Le manque d’habitude est la première explication donnée par les personnes qui n’ont fréquenté aucun musée entre mars 2019 et mars 2020. Venaient ensuite, dans des proportions semblables (proches des 50%), le manque d’information, le manque de temps, la fatigue après le travail, mais aussi, justement, le fait qu’ils ne se sentent pas au musée „dans [leur] univers“. L’étude parle pour cette dernière réponse „d’éloignement symbolique des institutions muséales“. Le coût du billet n’arrive qu’en huitième position et concerne 21% des non-usagers (moins d’un résident sur deux connaît ou utilise d’ailleurs les options de prix réduits des musées). „Dans l’ensemble, les réponses illustrent la notion d’habitus mise en évidence par Bourdieu dans les années 70, à savoir que les obstacles à la fréquentation des musées relèvent bien plus du champ culturel et symbolique que des obstacles matériels“, lit-on encore dans l’étude.

Le fait que 70% des moins de 30 ans disent manquer d’information sur l’offre proposée, laisse penser que les musées ne doivent pas concentrer leur communication sur les réseaux sociaux dont les fameuses bulles empêchent d’atteindre de nouveaux publics.  

Tout comme le public, le non-public demande prioritairement une meilleure diffusion des actualités sur les musées, mais dans une proportion moindre (35%). Un tiers estime que rien de particulier ne serait susceptible de le faire. Comme s’ils en excluaient définitivement l’idée. „Le plus grand défi est d’attirer le public qui ne vient pas. On n’y parviendra pas par la communication, mais avec l’éducation, avec l’école et l’aide des associations“, estime la ministre Sam Tanson.

„Ouvrir les portes“

L’étude n’aborde pas ou peu la question du contenu des musées et de leur médiation. La peur de franchir le palier (treshold fear) est toutefois nourrie par l’impression que la culture présentée dans les musées n’est pas la sienne ou qu’on n’en dispose pas des codes et qu’on ne veut pas vivre la mauvaise expérience de se le faire remarquer. 
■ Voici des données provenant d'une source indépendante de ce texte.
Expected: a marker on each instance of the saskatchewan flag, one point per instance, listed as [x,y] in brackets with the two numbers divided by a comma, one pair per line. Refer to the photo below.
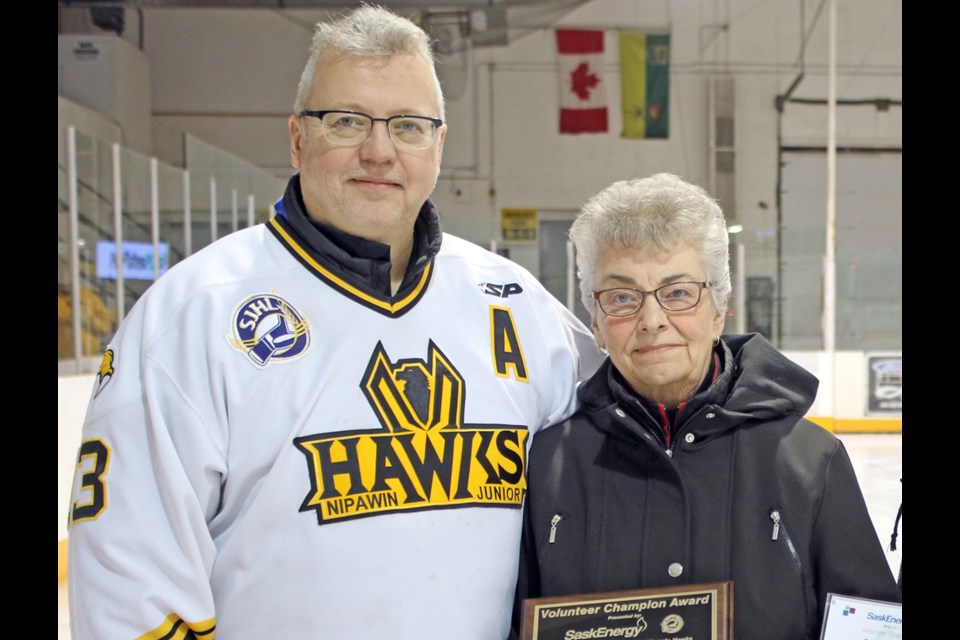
[645,84]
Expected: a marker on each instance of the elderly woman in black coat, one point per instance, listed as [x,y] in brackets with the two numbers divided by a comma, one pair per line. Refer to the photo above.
[689,460]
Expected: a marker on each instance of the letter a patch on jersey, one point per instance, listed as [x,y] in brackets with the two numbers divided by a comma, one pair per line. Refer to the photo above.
[422,456]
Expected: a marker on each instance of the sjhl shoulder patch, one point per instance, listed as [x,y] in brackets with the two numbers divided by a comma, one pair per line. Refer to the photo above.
[268,329]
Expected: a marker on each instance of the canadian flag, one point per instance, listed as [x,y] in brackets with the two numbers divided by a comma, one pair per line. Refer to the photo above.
[583,94]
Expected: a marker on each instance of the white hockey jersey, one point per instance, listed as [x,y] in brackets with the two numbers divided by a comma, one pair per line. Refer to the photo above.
[273,452]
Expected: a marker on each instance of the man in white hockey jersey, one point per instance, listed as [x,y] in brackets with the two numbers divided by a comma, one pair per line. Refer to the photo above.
[317,427]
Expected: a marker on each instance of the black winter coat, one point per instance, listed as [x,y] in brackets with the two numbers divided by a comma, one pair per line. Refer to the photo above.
[750,492]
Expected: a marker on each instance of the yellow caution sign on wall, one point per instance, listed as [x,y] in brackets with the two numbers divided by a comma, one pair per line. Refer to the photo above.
[518,225]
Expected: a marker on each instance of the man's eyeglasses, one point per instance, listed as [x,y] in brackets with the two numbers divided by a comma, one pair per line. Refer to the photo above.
[676,296]
[350,128]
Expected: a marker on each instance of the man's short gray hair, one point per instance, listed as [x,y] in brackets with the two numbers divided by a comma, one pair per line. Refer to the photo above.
[658,213]
[370,31]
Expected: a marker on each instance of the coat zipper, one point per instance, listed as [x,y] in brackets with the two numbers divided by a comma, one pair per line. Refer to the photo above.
[780,530]
[554,521]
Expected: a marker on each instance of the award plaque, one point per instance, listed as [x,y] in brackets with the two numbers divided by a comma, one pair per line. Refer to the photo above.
[687,612]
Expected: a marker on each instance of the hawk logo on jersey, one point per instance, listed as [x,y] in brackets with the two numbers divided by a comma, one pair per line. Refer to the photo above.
[268,329]
[423,456]
[104,373]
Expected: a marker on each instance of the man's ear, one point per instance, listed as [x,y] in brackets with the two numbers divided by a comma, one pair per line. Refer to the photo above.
[296,140]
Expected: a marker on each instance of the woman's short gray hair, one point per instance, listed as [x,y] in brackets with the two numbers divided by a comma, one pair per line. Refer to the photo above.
[658,213]
[370,31]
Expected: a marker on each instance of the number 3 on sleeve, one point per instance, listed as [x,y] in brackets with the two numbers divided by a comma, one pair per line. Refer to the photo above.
[91,494]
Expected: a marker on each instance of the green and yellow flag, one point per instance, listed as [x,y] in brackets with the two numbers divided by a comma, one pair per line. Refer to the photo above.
[645,84]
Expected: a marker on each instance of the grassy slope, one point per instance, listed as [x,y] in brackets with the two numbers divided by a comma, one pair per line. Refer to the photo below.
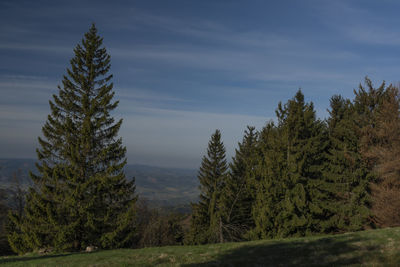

Porte-parole du réseau afrodescendant Finkapé et membre du conseil d’administration du Mudam, Antonia Ganeto est particulièrement attachée à l’accès du plus grand nombre à la culture. Il faut selon elle réussir à amener le public en famille dans les musées. Le prix est un critère à ne pas négliger à son goût. La gratuité est „une clé pour démocratiser“. Il faut ensuite agir sur la pédagogie. „L’univers n’est pas lisible pour certains. Ils n’ont pas le capital culturel, ni les codes pour déchiffrer ce qui est proposé.“ Les musées devraient avoir une approche pédagogique, de vulgarisation pour donner les outils pour accéder à un certain langage, proposer des dossiers pédagogiques et des approches de vulgarisation par des médiateurs culturels.

Antonia Ganeto accorde à l’école un rôle primordial et „pas assez pris au sérieux“ pour créer des ponts. Il faut créer beaucoup plus de liens entre écoles, musées et centres culturels, créer des passerelles, produire du va-et-vient. Mais le musée est aussi un lieu qui n’échappe pas à une entreprise de décolonisation chère à Finkapé. „Il faut veiller à une pluralité d’univers qui correspondent aux sociétés“ et ouvrir les portes à d’autres artistes qui de prime abord ne se verraient pas là.“ Et alors le grand public pourrait se dire que le musée est un lieu où il a sa place.